(HealthDay News) — A targeted radiotherapy technique can substantially cut treatment time for prostate cancer without increasing gastrointestinal or genitourinary acute toxicity, according to a phase 3 study published online in The Lancet Oncology.

Douglas H. Brand, MD, from the Royal Marsden Hospital in the United Kingdom, and colleagues performed an acute toxicity substudy using data from an international, phase 3, open-label, randomized, noninferiority trial in which 874 men with low-risk or intermediate-risk prostate adenocarcinoma were randomly assigned to either conventionally fractionated or moderately hypofractionated radiotherapy (441 patients; 78 Gy in 39 fractions over 7.8 weeks and 62 Gy in 20 fractions over 4 weeks, respectively), or stereotactic body radiotherapy (433 patients; 36.25 Gy in 5 fractions over 1 to 2 weeks).

The researchers found that worst acute Radiation Therapy Oncology Group (RTOG) gastrointestinal toxic effect (at least grade 2 severe toxic events) occurred in 12% of the patients in the conventionally fractionated or moderately hypofractionated radiotherapy group and in 10% of the patients in the stereotactic body radiotherapy group (difference, −1.9 percentage points; 95% confidence interval, −6.2 to 2.4; P=0.38). Worst acute RTOG genitourinary toxicity occurred in 27% of patients in the conventionally fractionated or moderately hypofractionated radiotherapy group versus 23% of patients in the stereotactic body radiotherapy group (difference, −4.2 percentage points; 95% confidence interval, −10.0 to 1.7; P=0.16). No treatment-related deaths were reported.
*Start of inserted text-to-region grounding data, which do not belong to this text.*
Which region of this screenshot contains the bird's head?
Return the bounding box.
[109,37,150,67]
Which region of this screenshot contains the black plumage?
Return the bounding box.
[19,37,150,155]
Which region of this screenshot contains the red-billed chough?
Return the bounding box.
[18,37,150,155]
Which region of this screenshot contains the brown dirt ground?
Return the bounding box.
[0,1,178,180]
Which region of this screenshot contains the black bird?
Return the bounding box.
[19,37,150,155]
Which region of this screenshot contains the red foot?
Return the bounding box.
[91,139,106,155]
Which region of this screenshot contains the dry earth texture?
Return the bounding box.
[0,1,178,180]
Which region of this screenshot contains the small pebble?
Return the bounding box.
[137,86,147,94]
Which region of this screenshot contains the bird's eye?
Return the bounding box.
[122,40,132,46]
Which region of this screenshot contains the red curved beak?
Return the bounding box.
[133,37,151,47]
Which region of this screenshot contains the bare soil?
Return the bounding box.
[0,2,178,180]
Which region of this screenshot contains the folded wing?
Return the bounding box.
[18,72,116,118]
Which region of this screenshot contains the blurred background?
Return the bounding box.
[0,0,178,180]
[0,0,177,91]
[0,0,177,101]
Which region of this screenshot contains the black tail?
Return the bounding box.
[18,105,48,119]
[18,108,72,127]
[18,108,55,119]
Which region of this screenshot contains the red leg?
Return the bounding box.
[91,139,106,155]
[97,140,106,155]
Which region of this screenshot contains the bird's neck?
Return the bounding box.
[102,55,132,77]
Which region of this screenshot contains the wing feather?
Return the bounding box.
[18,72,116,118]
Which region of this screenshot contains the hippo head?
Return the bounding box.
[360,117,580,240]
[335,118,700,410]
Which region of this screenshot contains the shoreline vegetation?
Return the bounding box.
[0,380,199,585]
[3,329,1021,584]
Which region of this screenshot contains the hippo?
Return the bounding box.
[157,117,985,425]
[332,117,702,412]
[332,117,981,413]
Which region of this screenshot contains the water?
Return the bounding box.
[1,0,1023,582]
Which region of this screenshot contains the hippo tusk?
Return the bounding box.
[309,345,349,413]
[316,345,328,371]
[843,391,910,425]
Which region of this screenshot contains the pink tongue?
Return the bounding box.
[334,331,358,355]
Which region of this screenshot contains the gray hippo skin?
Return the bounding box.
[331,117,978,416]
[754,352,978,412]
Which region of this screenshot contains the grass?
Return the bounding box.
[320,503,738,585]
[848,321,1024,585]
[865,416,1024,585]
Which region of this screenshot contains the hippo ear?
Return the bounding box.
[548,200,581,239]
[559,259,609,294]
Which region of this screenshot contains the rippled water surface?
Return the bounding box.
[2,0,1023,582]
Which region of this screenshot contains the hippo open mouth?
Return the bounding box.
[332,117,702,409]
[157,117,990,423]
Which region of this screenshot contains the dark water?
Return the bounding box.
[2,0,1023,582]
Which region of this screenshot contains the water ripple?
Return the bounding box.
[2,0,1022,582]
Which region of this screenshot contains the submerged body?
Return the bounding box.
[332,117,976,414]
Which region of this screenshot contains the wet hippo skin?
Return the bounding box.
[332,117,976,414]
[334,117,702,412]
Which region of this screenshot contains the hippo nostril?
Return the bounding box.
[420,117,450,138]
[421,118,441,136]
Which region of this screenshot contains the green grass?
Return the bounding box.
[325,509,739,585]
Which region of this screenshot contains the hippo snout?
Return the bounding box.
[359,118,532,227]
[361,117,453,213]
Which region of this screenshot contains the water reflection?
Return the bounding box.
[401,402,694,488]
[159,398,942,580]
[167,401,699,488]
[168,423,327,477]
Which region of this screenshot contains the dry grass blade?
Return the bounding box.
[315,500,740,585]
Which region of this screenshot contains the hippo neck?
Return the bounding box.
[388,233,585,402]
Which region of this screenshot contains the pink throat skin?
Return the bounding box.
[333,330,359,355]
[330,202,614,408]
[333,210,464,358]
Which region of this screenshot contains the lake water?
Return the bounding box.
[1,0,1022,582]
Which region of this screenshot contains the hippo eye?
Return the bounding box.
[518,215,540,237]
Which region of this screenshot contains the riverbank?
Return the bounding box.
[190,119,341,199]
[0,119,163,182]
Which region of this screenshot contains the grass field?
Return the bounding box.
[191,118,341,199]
“Our results suggest that substantially shortening treatment courses with stereotactic body radiotherapy does not increase either gastrointestinal or genitourinary acute toxicity,” the authors write.

Several authors disclosed financial ties to the pharmaceutical industry.

Reference

Brand DH, Tree AC, Ostler P, et al. Intensity-modulated fractionated radiotherapy versus stereotactic body radiotherapy for prostate cancer (PACE-B): acute toxicity findings from an international, randomised, open-label, phase 3, non-inferiority trial. Lancet Oncol.